Aspnetcore.docs: [WinAuth] Lack of Detail: [Authorize] attribute requires additional configuration in Startup.cs

Hello @rbonomo ... AFAIK, that line refers directly to the following two sub-sections: IIS and HTTP.sys. AFAIK, it doesn't mean that there's more to say than what you see next.

@Tratcher is there anything else to say there? Here's the section under discussion ...

https://docs.microsoft.com/aspnet/core/security/authentication/windowsauth?view=aspnetcore-2.2&tabs=visual-studio#allow-anonymous-access

[EDIT] Yes ... even if my hunch is correct ... I see some opportunities here to improve the language.
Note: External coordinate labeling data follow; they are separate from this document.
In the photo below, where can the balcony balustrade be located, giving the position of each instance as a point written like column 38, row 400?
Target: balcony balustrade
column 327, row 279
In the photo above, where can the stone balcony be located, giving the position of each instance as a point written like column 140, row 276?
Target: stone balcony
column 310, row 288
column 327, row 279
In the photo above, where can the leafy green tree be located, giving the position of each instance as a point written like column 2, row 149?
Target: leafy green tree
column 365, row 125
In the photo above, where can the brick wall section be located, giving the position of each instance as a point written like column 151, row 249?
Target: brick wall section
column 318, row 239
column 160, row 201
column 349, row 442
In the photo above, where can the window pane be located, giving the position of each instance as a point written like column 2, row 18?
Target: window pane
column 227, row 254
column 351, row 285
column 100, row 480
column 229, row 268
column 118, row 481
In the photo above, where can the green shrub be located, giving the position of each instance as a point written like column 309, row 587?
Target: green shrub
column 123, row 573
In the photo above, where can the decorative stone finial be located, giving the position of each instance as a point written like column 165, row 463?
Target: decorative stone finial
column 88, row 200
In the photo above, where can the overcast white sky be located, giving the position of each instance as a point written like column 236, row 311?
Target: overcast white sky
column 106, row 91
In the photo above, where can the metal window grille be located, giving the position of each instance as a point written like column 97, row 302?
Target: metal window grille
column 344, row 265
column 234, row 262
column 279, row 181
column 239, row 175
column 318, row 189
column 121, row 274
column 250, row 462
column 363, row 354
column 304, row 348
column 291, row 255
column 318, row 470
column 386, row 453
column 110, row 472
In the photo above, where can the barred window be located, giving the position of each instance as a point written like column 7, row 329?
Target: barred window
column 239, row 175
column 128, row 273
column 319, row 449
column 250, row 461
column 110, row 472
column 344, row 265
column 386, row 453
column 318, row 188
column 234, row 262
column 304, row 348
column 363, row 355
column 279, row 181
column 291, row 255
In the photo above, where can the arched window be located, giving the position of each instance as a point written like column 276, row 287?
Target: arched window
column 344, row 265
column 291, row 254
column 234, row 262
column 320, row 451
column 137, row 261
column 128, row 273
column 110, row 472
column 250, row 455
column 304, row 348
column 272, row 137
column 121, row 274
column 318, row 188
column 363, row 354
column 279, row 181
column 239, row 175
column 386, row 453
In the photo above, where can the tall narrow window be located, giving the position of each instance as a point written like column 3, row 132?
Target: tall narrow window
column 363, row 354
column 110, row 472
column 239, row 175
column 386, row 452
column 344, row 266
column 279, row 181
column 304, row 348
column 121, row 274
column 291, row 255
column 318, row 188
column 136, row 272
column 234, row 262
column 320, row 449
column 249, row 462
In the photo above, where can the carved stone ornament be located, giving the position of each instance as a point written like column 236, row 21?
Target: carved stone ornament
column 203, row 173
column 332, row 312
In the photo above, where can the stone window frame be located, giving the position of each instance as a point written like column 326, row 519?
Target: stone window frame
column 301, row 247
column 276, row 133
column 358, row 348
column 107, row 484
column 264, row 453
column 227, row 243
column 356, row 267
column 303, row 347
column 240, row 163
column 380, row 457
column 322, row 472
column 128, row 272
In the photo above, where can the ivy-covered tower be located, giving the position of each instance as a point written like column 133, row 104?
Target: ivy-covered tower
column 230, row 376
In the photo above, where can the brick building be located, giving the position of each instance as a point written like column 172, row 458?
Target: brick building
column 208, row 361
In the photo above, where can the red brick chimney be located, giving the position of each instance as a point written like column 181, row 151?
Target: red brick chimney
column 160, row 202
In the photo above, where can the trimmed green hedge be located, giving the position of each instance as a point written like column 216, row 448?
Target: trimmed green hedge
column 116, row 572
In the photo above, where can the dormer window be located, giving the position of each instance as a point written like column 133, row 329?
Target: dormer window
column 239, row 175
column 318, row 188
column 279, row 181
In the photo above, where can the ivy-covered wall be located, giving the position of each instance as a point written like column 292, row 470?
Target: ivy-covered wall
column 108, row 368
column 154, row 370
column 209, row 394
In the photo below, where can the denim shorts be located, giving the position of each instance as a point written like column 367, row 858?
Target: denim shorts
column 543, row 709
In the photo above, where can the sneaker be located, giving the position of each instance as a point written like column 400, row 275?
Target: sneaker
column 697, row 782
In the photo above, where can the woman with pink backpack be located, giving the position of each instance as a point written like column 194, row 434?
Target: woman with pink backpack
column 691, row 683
I'm going to schedule this for at least some minor updates.

The key addition people usually overlook is services.AddAuthentication(IISDefaults.AuthenticationScheme);

The language is a little 😵 scatter brained 😵 leading into the server code examples that follow ... it sounds exactly like @rbonomo described it ... like there's something else ... something not explained. I'll address it. Thanks @rbonomo. :rocket:

The key addition people usually overlook is services.AddAuthentication(IISDefaults.AuthenticationScheme);

It would be helpful if it also outlined what this line does/why it is necessary for Windows auth. If windows auth is enabled/disabled in IIS directly, what does this do? Also whether this line limits the app strictly to an IIS deployment. I couldn't find a description of this extension method.

Comments on closed issues are not tracked, please open a new issue with the details for your scenario.